Isso não tem lógica disse Fiora friamente. Se tivesses conseguido, ter-te-ias batido por aquele alemão. Seria a ele que terias entregado a Borgonha. O grande bastardo não suportou ver a águia negra a esmagar a flor-de-lis. Os teus grandes príncipes, até aquele que dorme aqui, eram Valois, assim como o Rei Luís, e até a mãe da tua duquesa Maria era francesa. Não conseguirás escrever a História à tua maneira, Philippe de Selongey. Agora tens de pensar no teu filho, que está a começar a vida! Como Philippe guardasse silêncio, Fiora, sentindo que tocara numa corda sensível, quis forçar a vantagem que conseguira:
Achas que o próprio irmão do Temerário e seu mais fiel capitão, que homens como Philippe de Crèvecoeur, como os Croy e tantos outros se aliavam ao Rei Luís se não vissem nele um soberano digno de ser servido? Eu não te peço tanto, mas regressa para junto de nós, Philippe! Eu não te obrigarei a viver em Touraine. Iremos para Selongey e viveremos lá os dias que nos restam!
Tinham dado a volta à colegial e tinham regressado ao túmulo, junto do qual não havia ninguém. Maquinalmente, Philippe reacendeu um círio que se tinha apagado...
Eu sinto-me bem perto dele, Fiora! Quando saí de Bruges, agoniado com aquele casal preocupado com a vida familiar e que só pensava na caça e em festas, quis vir rezar a este túmulo para pedir a monsenhor Carlos que me indicasse o caminho. Tinha sede de grandeza, de sacrifício. E vi Battista com o hábito de noviço. Compreendi que era essa a resposta que esperava. Fiquei...
Tu não me amas! Nunca me amaste! exclamou Fiora com as lágrimas a correrem-lhe de novo pelas faces. Se me amasses...
Então, pela primeira vez após longos minutos, ele olhou para ela e Fiora, meio estrangulada de emoção, compreendeu que se enganava, que o amor não morrera. Lentamente, Philippe estendeu sobre a laje a sua grande mão nervosa:
Sobre o túmulo daquele que aqui dorme e pela fidelidade que lhe tinha te juro que nunca amei ninguém senão tu!
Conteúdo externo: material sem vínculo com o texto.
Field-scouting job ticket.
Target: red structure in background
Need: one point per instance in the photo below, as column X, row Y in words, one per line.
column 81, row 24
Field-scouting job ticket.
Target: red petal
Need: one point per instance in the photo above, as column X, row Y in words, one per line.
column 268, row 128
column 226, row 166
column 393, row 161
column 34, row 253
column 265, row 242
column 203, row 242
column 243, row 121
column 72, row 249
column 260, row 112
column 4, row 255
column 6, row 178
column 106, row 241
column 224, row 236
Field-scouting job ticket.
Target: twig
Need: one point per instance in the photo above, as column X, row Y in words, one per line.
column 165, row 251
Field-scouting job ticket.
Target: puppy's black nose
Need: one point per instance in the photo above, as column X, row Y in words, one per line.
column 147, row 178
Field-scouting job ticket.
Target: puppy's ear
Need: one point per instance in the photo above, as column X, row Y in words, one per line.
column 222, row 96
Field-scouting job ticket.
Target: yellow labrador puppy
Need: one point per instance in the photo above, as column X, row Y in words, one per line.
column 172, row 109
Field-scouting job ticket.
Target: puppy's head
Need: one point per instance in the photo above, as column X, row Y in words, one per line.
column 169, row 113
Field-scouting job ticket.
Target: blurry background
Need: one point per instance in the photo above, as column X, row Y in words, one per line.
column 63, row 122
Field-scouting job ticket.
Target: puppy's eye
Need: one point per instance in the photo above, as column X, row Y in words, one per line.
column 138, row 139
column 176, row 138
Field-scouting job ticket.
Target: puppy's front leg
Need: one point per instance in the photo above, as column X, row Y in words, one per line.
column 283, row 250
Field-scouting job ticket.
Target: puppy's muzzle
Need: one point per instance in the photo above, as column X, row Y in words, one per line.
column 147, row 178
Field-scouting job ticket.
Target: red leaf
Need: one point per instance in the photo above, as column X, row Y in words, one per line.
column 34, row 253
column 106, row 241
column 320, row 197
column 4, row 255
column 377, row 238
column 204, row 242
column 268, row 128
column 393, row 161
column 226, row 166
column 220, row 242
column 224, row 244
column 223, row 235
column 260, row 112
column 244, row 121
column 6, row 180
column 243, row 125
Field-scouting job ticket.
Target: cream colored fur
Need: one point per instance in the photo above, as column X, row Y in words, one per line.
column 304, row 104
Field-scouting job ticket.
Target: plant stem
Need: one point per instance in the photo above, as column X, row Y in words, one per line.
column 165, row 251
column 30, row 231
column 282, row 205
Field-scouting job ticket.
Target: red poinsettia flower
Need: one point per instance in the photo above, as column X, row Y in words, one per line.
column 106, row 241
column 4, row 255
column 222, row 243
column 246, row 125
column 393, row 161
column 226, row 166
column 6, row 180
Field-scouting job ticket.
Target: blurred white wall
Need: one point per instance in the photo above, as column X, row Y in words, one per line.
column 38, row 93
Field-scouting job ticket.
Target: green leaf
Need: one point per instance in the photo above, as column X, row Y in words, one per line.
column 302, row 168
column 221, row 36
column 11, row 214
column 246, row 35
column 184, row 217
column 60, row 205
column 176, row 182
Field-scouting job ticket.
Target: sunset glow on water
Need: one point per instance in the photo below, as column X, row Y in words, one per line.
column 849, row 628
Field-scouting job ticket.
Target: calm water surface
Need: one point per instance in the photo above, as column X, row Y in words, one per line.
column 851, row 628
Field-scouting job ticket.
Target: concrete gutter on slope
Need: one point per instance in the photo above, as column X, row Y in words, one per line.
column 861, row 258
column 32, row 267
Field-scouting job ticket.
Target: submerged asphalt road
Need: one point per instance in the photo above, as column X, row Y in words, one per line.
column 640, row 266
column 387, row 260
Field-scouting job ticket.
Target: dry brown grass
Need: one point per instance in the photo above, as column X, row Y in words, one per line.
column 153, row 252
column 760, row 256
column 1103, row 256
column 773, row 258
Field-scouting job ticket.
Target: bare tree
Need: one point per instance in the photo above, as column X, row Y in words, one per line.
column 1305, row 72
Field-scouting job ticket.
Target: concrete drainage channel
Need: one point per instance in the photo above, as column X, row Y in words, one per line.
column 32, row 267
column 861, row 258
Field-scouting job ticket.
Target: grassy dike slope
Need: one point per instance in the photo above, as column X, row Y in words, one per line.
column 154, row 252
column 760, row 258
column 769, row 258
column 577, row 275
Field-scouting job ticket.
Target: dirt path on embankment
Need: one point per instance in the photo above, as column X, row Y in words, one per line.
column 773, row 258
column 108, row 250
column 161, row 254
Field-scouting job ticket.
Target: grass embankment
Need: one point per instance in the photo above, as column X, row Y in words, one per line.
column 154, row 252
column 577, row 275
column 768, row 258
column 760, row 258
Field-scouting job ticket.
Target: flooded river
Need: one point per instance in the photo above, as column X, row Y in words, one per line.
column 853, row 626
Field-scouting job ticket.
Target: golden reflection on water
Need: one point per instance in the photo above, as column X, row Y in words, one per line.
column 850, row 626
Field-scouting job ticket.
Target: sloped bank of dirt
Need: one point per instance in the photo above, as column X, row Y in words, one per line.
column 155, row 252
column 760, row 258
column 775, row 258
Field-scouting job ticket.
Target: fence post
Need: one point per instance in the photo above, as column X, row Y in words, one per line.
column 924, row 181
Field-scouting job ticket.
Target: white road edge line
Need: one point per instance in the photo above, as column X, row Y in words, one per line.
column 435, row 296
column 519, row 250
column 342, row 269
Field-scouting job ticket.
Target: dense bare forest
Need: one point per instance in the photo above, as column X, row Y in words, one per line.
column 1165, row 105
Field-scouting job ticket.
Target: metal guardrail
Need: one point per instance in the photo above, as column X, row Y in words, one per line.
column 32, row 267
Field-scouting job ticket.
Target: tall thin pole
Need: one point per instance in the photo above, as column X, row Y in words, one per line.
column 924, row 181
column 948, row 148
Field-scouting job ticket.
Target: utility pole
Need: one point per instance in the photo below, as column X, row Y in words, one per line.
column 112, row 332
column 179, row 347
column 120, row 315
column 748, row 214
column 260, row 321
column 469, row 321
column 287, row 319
Então vem comigo, suplico-te! Regressa comigo! Eu ia para Selongey. Vamos juntos e depois mandamos buscar o nosso filho! Eu não volto a la Rabaudière, mas vem comigo, suplico-te! Não nos condenes a ambos! Ainda podemos ser felizes...
Achas?
Tenho a certeza, meu amor...
Seguiu-se, entre os dois, um daqueles silêncios mais eloquentes do que quaisquer palavras, porque saram as feridas e fazem nascer a esperança. Fiora não ousava mexer-se, esperando um gesto, um sorriso do seu marido.
Então, é a tua vez de jurar ordenou Philippe. Vais jurar sobre este mesmo túmulo e perante Deus que nunca foste amante de Lourenço de Médicis!
Aquelas palavras atingiram de tal maneira a jovem que ela vacilou, ao mesmo tempo que o sangue lhe fugia do coração. A luz que acabava de se acender, apagara-se. A esperança desvanecia-se... A tentação de um juramento falso nem sequer lhe passou pela cabeça: ela sabia que o segredo do nascimento de Lorenza podia escapar-lhe e que até os rumores vindos da longínqua Florença podiam chegar, um dia, aos ouvidos do marido.